A great challenge needs to be met by much innovation and co-operation, but also a lot of funding!

The UK's signing up to the IPSF is a clear indication of Global Britain positioning itself as a potential primary source of global private capital. No doubt other members such as China, India, Switzerland, Singapore, Canada, New Zealand, and of course the EU, plus a few others, would to some extent share that aim.

There's no lack of political activity within the UK around the low carbon agenda and the extension of green finance.

We have the Ten Point Plan, the National Infrastructure Strategy, the Climate Change Committee, the UK Energy White Paper, the Scottish Government Energy Policy and more. And just last week, the UK Energy Minister announced that Leeds and London will be home to a new centre for driving global green finance and investment (the UK Centre for Greening Finance and Investment) .

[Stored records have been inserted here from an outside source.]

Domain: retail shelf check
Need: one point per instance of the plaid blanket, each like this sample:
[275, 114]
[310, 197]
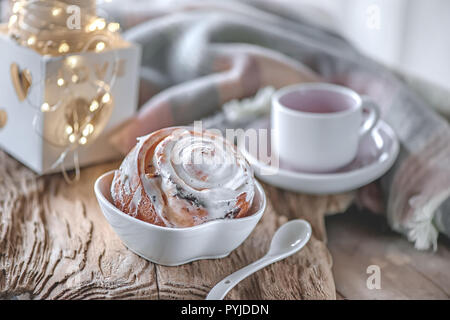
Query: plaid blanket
[197, 55]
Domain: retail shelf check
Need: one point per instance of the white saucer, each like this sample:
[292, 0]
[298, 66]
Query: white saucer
[376, 154]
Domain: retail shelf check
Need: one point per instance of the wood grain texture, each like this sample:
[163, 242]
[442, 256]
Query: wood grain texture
[358, 240]
[56, 244]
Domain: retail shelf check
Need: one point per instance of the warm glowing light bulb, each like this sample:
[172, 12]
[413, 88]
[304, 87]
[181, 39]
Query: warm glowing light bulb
[82, 140]
[106, 98]
[45, 107]
[56, 11]
[72, 61]
[69, 129]
[88, 129]
[100, 46]
[63, 48]
[101, 24]
[113, 27]
[31, 40]
[94, 106]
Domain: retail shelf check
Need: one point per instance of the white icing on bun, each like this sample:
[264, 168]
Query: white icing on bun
[177, 177]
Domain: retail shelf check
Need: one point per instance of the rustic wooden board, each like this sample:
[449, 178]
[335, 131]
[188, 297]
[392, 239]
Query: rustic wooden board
[56, 244]
[358, 240]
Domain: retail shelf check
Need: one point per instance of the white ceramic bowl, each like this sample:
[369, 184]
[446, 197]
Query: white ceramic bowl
[176, 246]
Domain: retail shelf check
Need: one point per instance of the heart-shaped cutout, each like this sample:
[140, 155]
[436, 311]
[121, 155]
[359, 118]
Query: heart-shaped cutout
[21, 81]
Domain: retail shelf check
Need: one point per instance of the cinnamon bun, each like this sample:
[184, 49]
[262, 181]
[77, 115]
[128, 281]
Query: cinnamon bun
[177, 177]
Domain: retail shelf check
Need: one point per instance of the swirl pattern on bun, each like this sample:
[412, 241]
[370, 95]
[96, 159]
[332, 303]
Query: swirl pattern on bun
[177, 177]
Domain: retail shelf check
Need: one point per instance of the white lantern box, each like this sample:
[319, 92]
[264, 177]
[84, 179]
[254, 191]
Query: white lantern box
[29, 81]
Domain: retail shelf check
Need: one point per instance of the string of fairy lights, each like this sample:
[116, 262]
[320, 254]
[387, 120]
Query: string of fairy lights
[41, 25]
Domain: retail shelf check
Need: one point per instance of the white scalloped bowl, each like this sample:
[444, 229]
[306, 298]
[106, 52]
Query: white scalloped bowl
[176, 246]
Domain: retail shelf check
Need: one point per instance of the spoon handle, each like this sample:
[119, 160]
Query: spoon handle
[221, 289]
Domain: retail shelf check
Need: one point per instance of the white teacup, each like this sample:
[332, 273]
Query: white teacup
[317, 126]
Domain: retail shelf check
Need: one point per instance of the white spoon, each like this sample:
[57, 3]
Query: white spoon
[289, 238]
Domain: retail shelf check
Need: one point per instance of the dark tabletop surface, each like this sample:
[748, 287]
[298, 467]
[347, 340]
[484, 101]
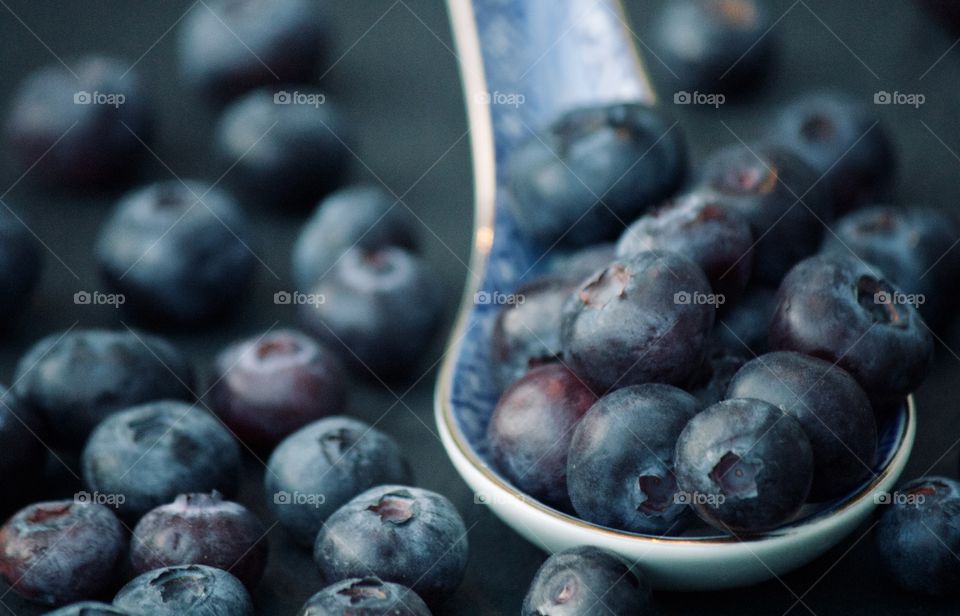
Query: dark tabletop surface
[396, 78]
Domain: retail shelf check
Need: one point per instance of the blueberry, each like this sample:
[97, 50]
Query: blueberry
[282, 153]
[620, 466]
[365, 216]
[714, 45]
[530, 431]
[57, 552]
[317, 469]
[227, 47]
[830, 406]
[918, 537]
[380, 306]
[778, 194]
[913, 247]
[81, 126]
[369, 596]
[587, 581]
[840, 138]
[643, 319]
[592, 169]
[185, 590]
[745, 466]
[696, 225]
[178, 252]
[271, 385]
[75, 379]
[149, 454]
[400, 534]
[840, 309]
[201, 529]
[20, 264]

Nowhere to be seen so far, however, is an articulation of how public and private funding will be fused together to deliver within the next few years the dramatic changes in everyday life that will be required to meet climate change targets.

Global private markets can provide liquidity for any investible proposition that is proven at a commercial scale, but where are the funding mechanisms to achieve this investment ready status and capture the available liquidity to funnel towards low carbon initiatives?

What will it take to find private funding for new nuclear power plants? What enabling actions, not necessarily subsidies, will need to be provided for large scale renovation of public housing?

The answers will probably come down to individual countries pursuing initiatives and, where successful, these solutions being exported as with the PPP model, rather than attempting to achieve consensus between each other on the way forward.

So all good wishes for the IPSF. But let's also forge ahead and develop our own models.